L’hiver, et cette vieille ville tout imprégnée de bruine, se réveille alors que l’aurore esquisse timidement ses premières teintes grises. Croisant les piétons emmitouflés et encapuchonnés, il traverse la cour déserte de l’église en marchant contre ce vent chargé de pluie. À pas mesurés, il grimpe prudemment l’escalier escarpé qui mène au clocher, édifice emblématique de cette ville jadis appelée Ville lumière. De son observatoire haut perché, un paysage pointillé de pluie, aux contours imprécis, s’offre à lui comme une vieille carte postale chargée d’âge.

Les lourdes cloches sont momentanément silencieuses, en attente d’une joie à célébrer ou d’un deuil à déplorer. Disséminés par le vent tournant, des cris de joie et d’autres expressions d’insouciance lui parviennent des cours d’écoles avoisinantes. Non loin de là, témoins impassibles de ces scènes de vie mille fois répétées, les grands camphriers générationnels de la cure rechignent à jeter leurs feuilles.

Juste en face, de l’autre côté de la rue appelée route Royale, l’Hôtel de ville, avec son lustre d’antan retrouvé, expose fièrement sa nouvelle parure bleue sur fond de grisaille. Du haut de ses marches de pierre, de ses colonnades et de son faste, cet édifice colonial surplombe la place du marché, flanquée de monstrueuses tours semblables à des vaisseaux spatiaux perdus ou abandonnés par une civilisation en manque d’esthétisme. Jouxtant l’Hôtel de ville, la pimpante mairie, et la moins connue, peu fréquentée, bibliothèque Carnegie. Il se mit à prendre des notes, lui qui rêvait d’être artiste peintre. L’absence de talent l’avait toutefois contraint à substituer l’écriture à la peinture, à remplacer la toile par le verbe, le pinceau par les mots. Telle était son ambition.

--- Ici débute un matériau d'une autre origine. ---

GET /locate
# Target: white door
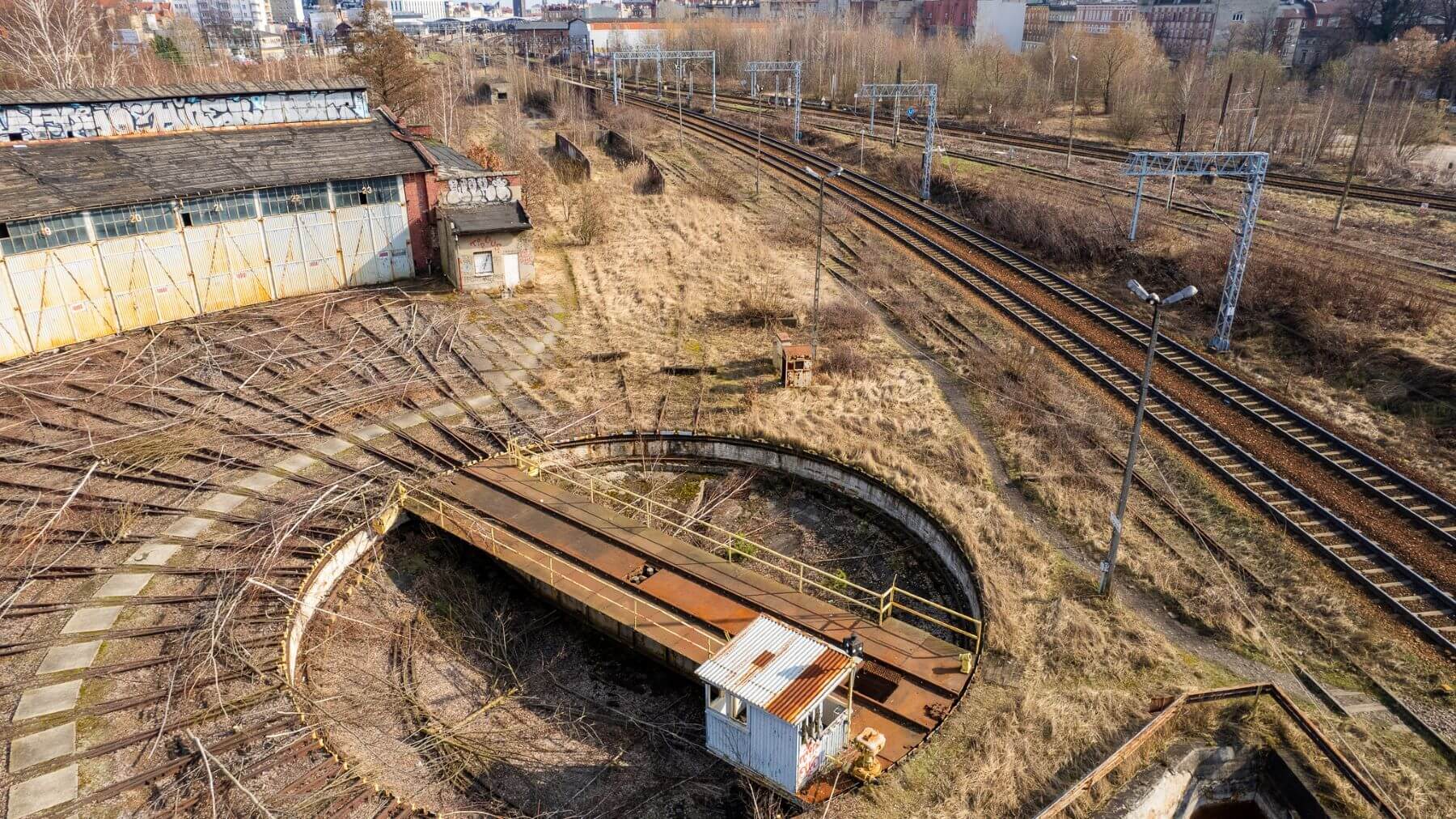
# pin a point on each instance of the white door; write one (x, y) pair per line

Heure de faste... avant de sombrer dans le déclin

Observation annotée, cahier de notes sous le bras, il quitta le clocher pour se diriger vers cette route Royale, jadis poumon économique et social de la ville. À première vue, le centre ville n’avait guère beaucoup changé, exception faite de quelques édifices commerciaux modernes qui déton naient singulièrement avec le reste du paysage. En poursuivant son chemin, bien vite son regard s’attrista en voyant l’état pitoyable des lieux. Çà et là, des façades de bâtiments maculées de longues coulées de moisissure, des locaux délabrés, abandonnés, pris d’assaut par la végétation. C’était un jeudi, et beaucoup d’établissements avaient fermé leurs portes, ajoutant à la désolation de l’endroit. Traînant ses pas devant un tel décor, il s’imagina chercheur d’or dans une de ces bourgades brésiliennes abandonnées des orpailleurs.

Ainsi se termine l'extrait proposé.